Il n’y a rien de pire que la culture américaine, sauf les tentatives françaises de l'imiter. Par exemple : quand les séries policières US parviennent à faire oublier quelque peu l'incompétence légendaire des services de police (le faible taux de crimes élucidés) en ressassant l'argument scientifique, leurs imitations françaises auraient plutôt l'effet inverse.
Citons encore les romans de Frédéric Beigbeder, meilleur critique que romancier franco-américain. Et les sagas de science-fiction mystique imbitables façon Maurice G. Dantec. Les romans d'espionnage de Jean-Patrick Manchette n'ont pas très bien vieilli non plus, dépassés par l’affaire du "Rainbow Warrior", bien plus riche en rebondissements comiques.
La tentative simultanée d'imiter les Etats-Unis sur le plan économique s'est elle aussi avérée peu concluante, si ce n’est catastrophique, et l’Europe un « machin » technocratique pire que les Etats-Unis, mieux armés pour la guerre économique. La dernière chose qu'on peut reprocher à Eric Zemmour dans son récent "best-seller", c’est de souligner le fossé qui sépare la culture française de la culture américaine (le fait d’établir un lien de cause à effet entre Mai 68 et l’américanisation forcée de la culture française est plus contestable, sachant comment est produite et diffusée la culture de masse américaine).
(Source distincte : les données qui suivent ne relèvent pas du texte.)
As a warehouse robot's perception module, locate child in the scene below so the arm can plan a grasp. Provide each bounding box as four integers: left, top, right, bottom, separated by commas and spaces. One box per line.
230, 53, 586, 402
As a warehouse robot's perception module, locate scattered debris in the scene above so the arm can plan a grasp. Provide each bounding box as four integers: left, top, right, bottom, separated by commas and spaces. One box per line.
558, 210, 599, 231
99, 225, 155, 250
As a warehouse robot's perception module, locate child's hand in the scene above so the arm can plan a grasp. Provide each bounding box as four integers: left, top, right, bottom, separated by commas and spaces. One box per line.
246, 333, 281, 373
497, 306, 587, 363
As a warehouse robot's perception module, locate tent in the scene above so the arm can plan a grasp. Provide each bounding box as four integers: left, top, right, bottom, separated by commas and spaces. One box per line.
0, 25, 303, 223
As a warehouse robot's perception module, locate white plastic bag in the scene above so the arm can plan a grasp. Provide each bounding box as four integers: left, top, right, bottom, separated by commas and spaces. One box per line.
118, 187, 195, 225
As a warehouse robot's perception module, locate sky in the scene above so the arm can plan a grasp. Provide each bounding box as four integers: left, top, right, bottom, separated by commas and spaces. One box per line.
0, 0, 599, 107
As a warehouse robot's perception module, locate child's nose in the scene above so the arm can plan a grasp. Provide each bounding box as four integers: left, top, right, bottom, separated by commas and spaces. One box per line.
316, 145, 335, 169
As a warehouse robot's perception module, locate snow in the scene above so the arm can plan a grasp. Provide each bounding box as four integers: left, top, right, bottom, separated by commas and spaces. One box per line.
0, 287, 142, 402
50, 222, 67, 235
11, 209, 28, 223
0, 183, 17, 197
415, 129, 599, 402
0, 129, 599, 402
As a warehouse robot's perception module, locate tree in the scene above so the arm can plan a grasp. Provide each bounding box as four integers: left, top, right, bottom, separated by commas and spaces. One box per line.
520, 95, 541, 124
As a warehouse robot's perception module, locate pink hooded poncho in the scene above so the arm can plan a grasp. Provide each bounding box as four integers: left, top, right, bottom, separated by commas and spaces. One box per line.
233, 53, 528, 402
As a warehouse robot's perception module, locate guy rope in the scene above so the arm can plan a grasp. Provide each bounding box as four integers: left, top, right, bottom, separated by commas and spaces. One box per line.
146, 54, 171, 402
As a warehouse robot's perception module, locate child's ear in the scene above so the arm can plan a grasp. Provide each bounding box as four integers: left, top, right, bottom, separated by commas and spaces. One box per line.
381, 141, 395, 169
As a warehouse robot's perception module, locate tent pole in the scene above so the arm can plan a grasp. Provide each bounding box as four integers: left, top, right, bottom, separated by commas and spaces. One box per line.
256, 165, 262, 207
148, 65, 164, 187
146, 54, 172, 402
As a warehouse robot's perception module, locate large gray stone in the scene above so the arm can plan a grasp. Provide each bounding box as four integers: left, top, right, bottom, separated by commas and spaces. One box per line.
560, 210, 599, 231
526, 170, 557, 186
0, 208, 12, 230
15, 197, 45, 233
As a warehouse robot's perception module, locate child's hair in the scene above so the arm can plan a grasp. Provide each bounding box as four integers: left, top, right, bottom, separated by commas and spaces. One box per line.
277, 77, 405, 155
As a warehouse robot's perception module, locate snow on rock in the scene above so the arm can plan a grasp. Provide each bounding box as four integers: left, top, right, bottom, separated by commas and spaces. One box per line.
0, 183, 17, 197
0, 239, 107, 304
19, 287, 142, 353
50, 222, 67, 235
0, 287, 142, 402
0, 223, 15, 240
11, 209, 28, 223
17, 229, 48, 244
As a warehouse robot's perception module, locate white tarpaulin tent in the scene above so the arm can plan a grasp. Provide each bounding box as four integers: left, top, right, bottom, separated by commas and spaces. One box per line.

Plutôt que lire Zemmour, on ferait mieux de relire Tocqueville ; l'espoir que cet aristocrate catholique plaçait dans la démocratie américaine n'était qu'à moitié naïf, car soumis au progrès de la culture américaine, que Tocqueville juge très sévèrement dans « De la Démocratie en Amérique » (notamment à cause du génocide des Amérindiens dû à la cupidité des premiers colons). De même Tocqueville était conscient de la différence entre la science utilitaire et la vraie science « consciente », différence gommée dans les régimes totalitaires.
Mais revenons à « Bonbons atomiques » ; le début est plutôt convaincant. Anthony Pastor parvient à imiter ces polars américains dont le but n’est pas de dérouler le fil d’une enquête policière, mais plutôt de brosser un portrait de la société américaine, ou d’une de ses zones marginales, plus pittoresques que le cœur du système, policé à l’extrême. A. Pastor parvient à rendre cette ambiance américaine si particulière et sans doute oppressante pour un Français à cause de la paranoïa généralisée qui règne, et qui suffit à justifier l’Etat policier aux yeux de la majorité des citoyens américains.
Le personnage principal Sally Salinger, mère de famille divorcée et contrainte de reprendre le job de détective de son mari pour subsister est assez convaincant. La société américaine est en effet la société de la permutation des sexes. Aux Etats-Unis où les femmes partagent plus équitablement le pouvoir avec les hommes qu’en France, certaines femmes sont déjà un peu lassées de cet avantage, car l’exercice du pouvoir n’est pas une sinécure.
On est d’autant plus déçu quand ce décors et ces personnages une fois bien campés, grâce à un dessin qui fait assez « américain » sans tomber dans la caricature, le récit commence à tourner en rond. Sans doute les personnages et les digressions sont-ils trop nombreux. L’auteur a trop voulu en mettre dans un seul roman. Il subit un peu la loi du genre sociologique, plutôt qu’il ne la maîtrise complètement. Même si l’intrigue n’est pas le principal, elle doit être soignée. Au milieu du récit, le scénario commence à prendre l’eau, le tout s’achevant dans une course-poursuite et une fusillade de série B. C’est dommage, car le plus difficile était fait.
Bonbons atomiques, par Anthony Pastor, Actes Sud, 2014.